Toujours, il garde d’excellents souvenirs de ses années bordelaises, et des joueurs croisés, au quotidien, au Haillan.
« En quatorze ans, ceux avec lesquels je me suis le plus régalé, ou qui m’ont procuré le plus d’émotions, ont été des attaquants : du style Pauleta, Papin, Wiltord… et Chamakh. Après, j’avais plutôt de bonnes relations avec tout le monde. De bons défenseurs il y en a eu aussi, parce que j’en ai eu des particulières avec eux, en tant que gardien de but. Il y a Alain Roche, notamment… À une autre échelle, avec un autre ressenti, Carlos Henrique, aussi… »

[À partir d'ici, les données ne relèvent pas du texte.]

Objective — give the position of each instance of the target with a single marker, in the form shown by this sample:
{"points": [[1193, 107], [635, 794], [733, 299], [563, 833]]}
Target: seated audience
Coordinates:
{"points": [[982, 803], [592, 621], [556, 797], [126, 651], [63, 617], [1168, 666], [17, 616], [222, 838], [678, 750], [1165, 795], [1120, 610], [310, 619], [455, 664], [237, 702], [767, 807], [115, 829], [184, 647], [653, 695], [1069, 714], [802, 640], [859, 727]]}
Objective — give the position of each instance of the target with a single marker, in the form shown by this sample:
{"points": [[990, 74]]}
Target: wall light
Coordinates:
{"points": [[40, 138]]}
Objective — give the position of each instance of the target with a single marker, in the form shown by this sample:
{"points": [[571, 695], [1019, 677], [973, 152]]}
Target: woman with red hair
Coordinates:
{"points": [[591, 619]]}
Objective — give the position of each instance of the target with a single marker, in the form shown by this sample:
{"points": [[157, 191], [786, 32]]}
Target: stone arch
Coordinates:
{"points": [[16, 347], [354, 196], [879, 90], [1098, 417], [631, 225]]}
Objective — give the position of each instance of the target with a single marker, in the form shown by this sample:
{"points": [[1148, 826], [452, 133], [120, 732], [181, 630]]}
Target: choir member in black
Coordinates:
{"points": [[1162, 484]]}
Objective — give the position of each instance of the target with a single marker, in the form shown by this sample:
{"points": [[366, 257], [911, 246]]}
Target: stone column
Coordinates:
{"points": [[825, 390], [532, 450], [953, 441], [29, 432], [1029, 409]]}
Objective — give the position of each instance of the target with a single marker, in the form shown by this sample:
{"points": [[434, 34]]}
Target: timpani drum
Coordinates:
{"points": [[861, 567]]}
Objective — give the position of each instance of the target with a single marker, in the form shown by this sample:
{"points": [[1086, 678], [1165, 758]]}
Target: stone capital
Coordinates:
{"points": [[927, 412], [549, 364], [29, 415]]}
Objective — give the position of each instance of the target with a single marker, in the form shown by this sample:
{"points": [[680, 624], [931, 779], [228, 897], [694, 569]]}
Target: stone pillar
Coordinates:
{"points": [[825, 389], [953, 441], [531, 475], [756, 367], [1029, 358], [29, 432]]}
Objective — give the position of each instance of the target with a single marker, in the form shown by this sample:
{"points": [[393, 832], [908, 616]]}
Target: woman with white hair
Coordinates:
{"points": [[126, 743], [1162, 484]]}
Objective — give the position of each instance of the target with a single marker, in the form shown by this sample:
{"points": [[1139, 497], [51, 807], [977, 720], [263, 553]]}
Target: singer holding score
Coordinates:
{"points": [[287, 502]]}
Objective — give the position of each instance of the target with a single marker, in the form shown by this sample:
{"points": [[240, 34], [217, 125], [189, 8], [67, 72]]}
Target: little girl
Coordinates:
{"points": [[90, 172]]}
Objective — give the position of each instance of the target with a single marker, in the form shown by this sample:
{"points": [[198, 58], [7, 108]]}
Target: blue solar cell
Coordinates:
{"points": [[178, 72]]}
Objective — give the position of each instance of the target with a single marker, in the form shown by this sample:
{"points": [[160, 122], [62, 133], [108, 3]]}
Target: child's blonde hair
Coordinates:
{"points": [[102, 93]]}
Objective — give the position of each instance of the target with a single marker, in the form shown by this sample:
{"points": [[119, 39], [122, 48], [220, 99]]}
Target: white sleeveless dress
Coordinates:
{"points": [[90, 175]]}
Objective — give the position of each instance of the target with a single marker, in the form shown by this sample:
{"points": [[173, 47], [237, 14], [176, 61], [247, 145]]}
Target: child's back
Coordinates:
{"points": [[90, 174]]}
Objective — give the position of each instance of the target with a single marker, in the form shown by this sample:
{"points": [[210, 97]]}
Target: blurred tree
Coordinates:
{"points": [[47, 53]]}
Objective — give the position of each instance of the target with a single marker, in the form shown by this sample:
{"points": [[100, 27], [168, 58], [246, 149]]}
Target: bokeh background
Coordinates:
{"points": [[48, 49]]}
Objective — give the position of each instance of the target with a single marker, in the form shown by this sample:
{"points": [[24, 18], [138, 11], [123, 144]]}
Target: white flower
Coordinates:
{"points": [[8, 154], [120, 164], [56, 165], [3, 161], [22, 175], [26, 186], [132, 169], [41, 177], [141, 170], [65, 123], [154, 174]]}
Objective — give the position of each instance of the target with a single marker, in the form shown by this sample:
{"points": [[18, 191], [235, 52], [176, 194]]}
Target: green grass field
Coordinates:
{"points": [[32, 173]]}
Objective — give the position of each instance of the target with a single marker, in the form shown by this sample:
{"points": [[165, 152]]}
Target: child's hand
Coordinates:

En 2014, il revient aux Girondins chez lesquels il est nommé au poste de Directeur de la Performance. Il supervise et « coordonne un projet d’ensemble sur tout le centre de formation et l’école de foot (football masculin et féminin, NDLR), en relation avec le staff professionnel, au niveau de la performance sportive ». En 2015, Willy Sagnol étant démis de ses fonctions d’entraîneur, il prend l’équipe pro, pour les huit derniers matches de la saison, avec pour objectif d’éviter une relégation en Ligue 2. Avec ses adjoints, Matthieu Chalmé et Pierre Espanol, il y parvient et laisse les spectateurs du Matmut ATLANTIQUE, ravis de l’intérim ! Depuis, il est Directeur Technique (Sportif) du club.
(1) Dans le groupe bordelais, en 1997-1998, figurent aussi Marc Delaroche (gardien de but), Romain Ferrier, Patrick Blondeau, Laurent Croci, Michel Pavon, Johan Micoud, Marc Zanotti, Bruno Da Rocha et Kaba Diawara.